Whether it's data on your hard drive or email you are sending,
your data is important. I recommended PGP in my last article. If
you haven't downloaded PGP yet I think you should download and
start using it immediately. If you missed the first part of the
PGP article you'll want to read it here:
http://www.TheNakedPC.com/t/418/tr.cgi?dan1
Why should you download and *use* PGP? To me the key to the whole encryption puzzle is to use the software in your daily activities. You'll remember your passphrases and learn the techniques. One of reasons I recommend PGP is its flexibility. You don't just use it on email, you encrypt your important financial files, notes you really don't want others to read, spreadsheets with important numbers in them, etc. Whatever you want to encrypt you have an easy way to do it. And you only need to remember one passphrase to get to any of your data.
Several questions came up frequently after my last article. Here are some of them with the answers.
Q: Does the recipient of your encrypted email need PGP to read
it?
A: Yes. You won't be able to encrypt an email to someone without
their public key. If you have that you can be sure they already
have PGP installed. A way around this is to create a Self
Decrypting Archive of the information you want to send. Simply
save the information to a file then locate it in Windows
Explorer. From the File menu choose PGP, Encrypt then click the
Self Decrypting Archive box. Attach the resulting file to an
email and let your recipient know the password over the phone.
Q: Is PGP really free?
A: Yes, for personal use. If you want to use it for business
purposes you need to buy a copy. Buy it at Amazon:
http://www.TheNakedPC.com/t/418/tr.cgi?dan2
Q: What happens if I forget my passphrase?
A: If you forget your passphrase or lose your private key you
will not be able to access your encrypted data. I'm serious.
There is no way for you or anyone else to get into the encrypted
files without both your passphrase and your private key. So make
good backups of both. I keep a floppy with my private key in my
safe deposit box.
Q: Aren't certificates easier to use?
A: I'm not sure if they are easier to use or not. A certificate
functions much like a key. You get them from VeriSign (among
others) and they have time limits. At various times you can get a
certificate free for one year. While this sounds good what are
you going to do when the year runs out? With an expired
certificate you can't access your certificate-encrypted data
anymore. Certificates only work seamlessly with a few mail
programs (Outlook, Outlook Express, and Netscape for instance).
Since both you and your recipient need to have mail programs that
support certificates, this drastically cuts into their
usefulness. Certificates don't offer you an easy way to secure
other data on your system either. PGP gives you an easy way to
encrypt any data you have.
Q: How do I send my public key to someone else?
A: Open PGPkeys, right click on the key you want to send, choose
Copy.
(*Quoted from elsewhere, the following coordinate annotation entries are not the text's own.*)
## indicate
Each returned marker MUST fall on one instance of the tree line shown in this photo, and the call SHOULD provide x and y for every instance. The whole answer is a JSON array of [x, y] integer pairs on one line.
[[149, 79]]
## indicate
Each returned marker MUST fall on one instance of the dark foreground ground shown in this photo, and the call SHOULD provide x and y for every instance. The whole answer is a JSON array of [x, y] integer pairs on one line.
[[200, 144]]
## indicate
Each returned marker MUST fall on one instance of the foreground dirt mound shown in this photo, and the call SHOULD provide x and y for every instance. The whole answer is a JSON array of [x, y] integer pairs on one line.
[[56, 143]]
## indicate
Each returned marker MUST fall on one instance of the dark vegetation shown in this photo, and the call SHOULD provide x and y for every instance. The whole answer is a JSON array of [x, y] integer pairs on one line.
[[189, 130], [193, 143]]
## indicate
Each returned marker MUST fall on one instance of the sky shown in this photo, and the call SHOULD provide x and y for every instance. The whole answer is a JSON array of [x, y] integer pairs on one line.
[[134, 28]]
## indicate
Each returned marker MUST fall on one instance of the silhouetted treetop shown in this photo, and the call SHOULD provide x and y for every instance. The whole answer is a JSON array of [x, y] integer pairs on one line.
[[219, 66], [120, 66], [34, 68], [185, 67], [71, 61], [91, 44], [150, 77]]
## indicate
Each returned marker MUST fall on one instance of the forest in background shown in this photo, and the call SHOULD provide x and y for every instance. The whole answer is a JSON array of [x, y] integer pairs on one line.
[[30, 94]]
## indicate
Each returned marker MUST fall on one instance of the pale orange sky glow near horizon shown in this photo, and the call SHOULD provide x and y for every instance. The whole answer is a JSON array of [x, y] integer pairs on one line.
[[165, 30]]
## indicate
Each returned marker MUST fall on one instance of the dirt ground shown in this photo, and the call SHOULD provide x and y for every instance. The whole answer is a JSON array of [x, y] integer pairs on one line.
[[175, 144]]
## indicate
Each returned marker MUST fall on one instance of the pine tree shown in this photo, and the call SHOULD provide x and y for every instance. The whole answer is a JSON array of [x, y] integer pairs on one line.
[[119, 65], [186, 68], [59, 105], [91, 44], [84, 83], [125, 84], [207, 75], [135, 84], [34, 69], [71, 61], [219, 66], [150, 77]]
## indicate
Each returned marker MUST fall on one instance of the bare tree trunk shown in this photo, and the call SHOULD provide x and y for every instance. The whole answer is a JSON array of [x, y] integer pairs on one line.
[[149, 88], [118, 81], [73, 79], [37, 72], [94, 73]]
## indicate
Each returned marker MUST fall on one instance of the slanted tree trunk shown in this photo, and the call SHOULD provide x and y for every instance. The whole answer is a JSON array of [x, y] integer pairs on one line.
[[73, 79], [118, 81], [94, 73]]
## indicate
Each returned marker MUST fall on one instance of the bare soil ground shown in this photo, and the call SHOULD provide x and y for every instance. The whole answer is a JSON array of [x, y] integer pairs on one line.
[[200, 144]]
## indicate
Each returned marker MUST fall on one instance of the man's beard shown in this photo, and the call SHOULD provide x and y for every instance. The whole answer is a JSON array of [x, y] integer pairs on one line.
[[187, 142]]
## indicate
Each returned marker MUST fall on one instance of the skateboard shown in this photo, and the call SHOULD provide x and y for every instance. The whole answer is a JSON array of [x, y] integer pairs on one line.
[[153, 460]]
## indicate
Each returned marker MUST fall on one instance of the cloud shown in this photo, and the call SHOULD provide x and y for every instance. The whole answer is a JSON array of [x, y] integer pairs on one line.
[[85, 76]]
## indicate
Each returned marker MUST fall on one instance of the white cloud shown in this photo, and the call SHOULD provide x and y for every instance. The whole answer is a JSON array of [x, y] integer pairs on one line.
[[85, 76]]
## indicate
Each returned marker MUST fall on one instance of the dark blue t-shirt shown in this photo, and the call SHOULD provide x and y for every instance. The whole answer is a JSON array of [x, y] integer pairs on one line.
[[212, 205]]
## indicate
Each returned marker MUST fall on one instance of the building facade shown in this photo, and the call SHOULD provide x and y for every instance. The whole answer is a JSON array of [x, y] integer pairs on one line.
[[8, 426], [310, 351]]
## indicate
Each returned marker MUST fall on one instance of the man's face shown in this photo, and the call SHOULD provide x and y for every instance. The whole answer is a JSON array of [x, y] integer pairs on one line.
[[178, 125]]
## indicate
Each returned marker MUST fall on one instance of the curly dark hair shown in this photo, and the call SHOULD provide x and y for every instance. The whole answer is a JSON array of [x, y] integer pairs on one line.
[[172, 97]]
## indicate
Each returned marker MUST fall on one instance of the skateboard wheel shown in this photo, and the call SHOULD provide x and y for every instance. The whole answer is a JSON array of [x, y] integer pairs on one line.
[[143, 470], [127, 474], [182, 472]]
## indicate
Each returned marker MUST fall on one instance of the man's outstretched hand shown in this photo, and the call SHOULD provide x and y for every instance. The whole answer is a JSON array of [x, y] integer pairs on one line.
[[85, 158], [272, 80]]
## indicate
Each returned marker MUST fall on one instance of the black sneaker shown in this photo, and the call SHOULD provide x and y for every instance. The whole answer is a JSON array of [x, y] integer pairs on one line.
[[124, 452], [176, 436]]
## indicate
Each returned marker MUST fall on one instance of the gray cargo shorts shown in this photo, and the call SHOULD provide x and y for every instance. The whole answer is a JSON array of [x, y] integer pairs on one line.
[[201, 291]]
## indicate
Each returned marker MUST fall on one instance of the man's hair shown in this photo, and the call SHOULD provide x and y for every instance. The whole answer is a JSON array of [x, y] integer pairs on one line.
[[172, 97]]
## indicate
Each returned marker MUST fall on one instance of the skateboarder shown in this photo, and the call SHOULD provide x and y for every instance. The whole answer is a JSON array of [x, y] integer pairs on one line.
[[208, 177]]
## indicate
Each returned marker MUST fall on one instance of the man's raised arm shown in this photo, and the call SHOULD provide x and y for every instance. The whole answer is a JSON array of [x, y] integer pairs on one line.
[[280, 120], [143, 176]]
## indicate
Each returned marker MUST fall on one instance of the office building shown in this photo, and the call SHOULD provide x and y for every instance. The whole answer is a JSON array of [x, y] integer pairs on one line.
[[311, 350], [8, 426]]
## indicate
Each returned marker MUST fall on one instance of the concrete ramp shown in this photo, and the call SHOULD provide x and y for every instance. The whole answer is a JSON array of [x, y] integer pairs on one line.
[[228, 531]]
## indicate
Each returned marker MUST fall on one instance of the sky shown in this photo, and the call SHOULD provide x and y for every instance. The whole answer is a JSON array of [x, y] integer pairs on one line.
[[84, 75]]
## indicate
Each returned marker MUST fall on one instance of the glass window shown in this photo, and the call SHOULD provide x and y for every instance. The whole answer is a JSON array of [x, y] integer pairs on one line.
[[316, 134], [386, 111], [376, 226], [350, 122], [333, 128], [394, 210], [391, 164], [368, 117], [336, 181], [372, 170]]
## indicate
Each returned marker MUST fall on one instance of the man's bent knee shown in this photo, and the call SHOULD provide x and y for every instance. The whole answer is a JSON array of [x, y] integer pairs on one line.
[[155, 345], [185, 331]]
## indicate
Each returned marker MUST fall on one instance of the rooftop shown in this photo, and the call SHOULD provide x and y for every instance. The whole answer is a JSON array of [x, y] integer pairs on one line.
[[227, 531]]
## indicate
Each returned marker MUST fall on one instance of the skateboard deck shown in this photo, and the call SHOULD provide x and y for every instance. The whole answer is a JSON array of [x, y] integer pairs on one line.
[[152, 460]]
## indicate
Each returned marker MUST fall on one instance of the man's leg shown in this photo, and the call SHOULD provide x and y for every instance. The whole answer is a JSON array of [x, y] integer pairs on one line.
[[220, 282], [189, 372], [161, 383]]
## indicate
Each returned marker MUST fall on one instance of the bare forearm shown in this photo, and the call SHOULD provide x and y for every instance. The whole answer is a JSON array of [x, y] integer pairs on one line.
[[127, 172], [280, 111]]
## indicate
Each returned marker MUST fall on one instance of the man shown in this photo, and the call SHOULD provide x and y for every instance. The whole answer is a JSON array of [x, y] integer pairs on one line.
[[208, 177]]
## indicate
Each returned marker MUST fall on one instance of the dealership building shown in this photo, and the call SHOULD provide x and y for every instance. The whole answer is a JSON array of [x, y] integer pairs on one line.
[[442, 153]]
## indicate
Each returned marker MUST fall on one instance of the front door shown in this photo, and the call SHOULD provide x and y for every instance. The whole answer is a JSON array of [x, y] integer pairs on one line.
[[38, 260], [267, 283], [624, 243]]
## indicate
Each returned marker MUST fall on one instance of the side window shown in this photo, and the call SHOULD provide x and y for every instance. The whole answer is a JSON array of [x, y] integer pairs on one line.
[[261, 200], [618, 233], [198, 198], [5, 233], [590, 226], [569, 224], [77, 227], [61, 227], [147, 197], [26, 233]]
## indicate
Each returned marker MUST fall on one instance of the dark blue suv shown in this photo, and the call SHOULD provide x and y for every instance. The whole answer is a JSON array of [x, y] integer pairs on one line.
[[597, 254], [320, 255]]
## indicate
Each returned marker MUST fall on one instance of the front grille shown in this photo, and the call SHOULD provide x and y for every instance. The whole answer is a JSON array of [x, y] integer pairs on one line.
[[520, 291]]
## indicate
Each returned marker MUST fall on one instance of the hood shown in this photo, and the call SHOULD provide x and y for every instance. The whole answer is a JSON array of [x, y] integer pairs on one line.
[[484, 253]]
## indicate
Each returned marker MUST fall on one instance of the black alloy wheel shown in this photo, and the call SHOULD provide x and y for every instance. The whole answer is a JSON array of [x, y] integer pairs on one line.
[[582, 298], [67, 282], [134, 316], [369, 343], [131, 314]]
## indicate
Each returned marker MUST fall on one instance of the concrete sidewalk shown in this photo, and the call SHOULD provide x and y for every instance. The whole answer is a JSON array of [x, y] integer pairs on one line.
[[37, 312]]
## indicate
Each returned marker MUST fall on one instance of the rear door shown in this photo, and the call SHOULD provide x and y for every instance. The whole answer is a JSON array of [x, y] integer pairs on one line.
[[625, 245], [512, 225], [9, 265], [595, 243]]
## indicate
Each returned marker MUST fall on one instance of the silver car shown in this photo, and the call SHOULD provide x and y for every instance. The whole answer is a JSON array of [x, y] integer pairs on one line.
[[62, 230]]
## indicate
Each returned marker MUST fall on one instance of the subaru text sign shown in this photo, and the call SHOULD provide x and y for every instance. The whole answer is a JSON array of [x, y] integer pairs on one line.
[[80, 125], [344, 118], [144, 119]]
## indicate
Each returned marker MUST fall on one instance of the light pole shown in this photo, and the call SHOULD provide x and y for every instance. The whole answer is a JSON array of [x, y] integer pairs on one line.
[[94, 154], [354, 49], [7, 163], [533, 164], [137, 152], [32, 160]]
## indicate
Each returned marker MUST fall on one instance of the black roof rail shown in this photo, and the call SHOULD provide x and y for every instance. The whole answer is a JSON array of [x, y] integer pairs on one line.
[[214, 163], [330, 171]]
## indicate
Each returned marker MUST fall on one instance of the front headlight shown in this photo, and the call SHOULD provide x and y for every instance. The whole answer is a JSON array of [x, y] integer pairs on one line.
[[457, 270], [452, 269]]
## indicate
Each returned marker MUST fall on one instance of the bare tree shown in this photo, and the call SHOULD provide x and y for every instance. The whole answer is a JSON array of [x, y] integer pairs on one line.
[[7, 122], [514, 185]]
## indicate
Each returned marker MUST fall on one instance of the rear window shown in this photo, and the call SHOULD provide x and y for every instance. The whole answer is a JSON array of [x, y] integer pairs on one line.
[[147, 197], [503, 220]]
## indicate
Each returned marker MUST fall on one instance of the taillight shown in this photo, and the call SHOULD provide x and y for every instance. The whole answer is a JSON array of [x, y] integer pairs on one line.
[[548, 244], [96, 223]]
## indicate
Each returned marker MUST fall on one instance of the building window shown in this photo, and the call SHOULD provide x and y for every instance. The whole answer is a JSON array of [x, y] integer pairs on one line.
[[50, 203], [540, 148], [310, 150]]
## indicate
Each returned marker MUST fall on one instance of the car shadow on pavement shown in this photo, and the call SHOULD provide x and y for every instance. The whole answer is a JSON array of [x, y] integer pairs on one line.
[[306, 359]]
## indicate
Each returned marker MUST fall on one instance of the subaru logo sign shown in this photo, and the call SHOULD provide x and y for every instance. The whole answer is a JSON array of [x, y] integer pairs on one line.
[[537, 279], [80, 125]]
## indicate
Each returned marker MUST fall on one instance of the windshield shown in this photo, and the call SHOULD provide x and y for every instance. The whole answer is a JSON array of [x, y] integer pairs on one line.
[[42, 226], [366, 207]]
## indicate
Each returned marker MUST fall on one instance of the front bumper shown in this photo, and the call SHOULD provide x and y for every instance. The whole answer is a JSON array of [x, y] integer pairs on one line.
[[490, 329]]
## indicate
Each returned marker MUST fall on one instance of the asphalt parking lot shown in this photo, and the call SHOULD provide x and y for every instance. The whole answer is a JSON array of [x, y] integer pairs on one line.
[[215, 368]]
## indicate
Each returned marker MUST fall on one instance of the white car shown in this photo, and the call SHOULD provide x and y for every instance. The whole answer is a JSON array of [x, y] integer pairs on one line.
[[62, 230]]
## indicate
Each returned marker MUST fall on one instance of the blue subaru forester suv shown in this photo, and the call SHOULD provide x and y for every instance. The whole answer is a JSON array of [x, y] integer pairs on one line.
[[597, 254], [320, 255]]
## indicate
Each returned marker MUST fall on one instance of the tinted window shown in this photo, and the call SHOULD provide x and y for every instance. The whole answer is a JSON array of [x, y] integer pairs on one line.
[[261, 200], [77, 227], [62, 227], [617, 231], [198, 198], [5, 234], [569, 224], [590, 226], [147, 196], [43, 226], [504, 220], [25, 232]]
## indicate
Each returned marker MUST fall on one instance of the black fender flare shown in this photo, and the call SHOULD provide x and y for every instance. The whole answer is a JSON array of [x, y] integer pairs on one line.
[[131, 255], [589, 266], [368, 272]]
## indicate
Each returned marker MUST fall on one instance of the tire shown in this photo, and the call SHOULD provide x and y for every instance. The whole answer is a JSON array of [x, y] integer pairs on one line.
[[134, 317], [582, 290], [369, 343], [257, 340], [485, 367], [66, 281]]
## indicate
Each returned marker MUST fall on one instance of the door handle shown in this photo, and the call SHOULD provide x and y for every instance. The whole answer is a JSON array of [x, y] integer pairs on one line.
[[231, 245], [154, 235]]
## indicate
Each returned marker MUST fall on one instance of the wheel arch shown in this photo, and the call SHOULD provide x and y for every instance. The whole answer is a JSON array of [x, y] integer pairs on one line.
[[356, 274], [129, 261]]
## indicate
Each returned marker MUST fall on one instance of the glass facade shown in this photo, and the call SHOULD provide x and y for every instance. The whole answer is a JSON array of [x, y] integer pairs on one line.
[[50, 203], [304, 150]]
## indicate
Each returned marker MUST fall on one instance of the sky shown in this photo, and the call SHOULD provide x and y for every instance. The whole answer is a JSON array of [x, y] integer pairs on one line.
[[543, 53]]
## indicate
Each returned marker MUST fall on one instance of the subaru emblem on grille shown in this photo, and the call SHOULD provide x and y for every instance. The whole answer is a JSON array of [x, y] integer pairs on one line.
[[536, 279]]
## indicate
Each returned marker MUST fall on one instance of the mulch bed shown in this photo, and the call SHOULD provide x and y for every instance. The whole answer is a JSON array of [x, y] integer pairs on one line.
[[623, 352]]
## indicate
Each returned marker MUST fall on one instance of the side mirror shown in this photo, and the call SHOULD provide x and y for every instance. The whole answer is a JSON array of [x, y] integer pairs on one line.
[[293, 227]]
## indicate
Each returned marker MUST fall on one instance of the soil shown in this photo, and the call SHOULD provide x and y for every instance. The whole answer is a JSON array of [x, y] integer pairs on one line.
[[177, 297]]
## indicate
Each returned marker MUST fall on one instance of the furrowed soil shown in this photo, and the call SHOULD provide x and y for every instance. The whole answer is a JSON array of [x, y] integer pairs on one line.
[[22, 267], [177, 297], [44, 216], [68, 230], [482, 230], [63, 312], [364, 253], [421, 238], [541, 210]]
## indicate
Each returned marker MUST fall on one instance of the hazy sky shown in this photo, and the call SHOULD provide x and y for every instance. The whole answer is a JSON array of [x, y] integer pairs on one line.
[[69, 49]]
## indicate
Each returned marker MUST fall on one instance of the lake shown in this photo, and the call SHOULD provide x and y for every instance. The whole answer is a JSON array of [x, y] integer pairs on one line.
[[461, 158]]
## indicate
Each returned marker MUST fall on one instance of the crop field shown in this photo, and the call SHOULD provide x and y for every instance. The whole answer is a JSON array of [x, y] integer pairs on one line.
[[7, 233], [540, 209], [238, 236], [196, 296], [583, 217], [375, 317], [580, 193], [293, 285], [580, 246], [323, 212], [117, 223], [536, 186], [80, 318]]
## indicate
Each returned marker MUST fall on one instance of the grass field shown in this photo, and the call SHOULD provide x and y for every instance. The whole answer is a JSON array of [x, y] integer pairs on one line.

Go to your email program and paste the data in a message.
Now send the key to anyone you want. They then copy what you sent
and paste it into PGPkeys.
Q: Is GnuPG the same as PGP?
A: No. GnuPG, the Gnu Privacy Guard, is an OpenSource encryption
technology designed to be compatible with PGP. It came about when
NAI, the outfit that markets PGP, stopped releasing the full
source code for PGP. That combined with Phil Zimmerman, PGP's
author, leaving NAI have some people worried that there could be
a "back door" programmed into PGP for law enforcement purposes.
Phil Zimmerman says that as of version 7.0.3 there are no back
doors. That is the final version he watched over before leaving.
GnuPG still has full source code published, however, it is still
command line operated. That should change in the future. If you
aren't into hacking around on code I would leave GnuPG alone for
now and stick with PGP. Find more info on GnuPG here:
http://www.TheNakedPC.com/t/418/tr.cgi?dan3
Q: What does an encrypted file look like?
A: You can see a PGP encrypted version of this article here:
http://www.TheNakedPC.com/t/418/tr.cgi?dan4
There were more but these get to the heart of the issue. If you use encryption, use something that works for all your applications and not just a few. By using your encryption program regularly you'll be familiar with the procedure and less likely to forget something important--like your passphrase!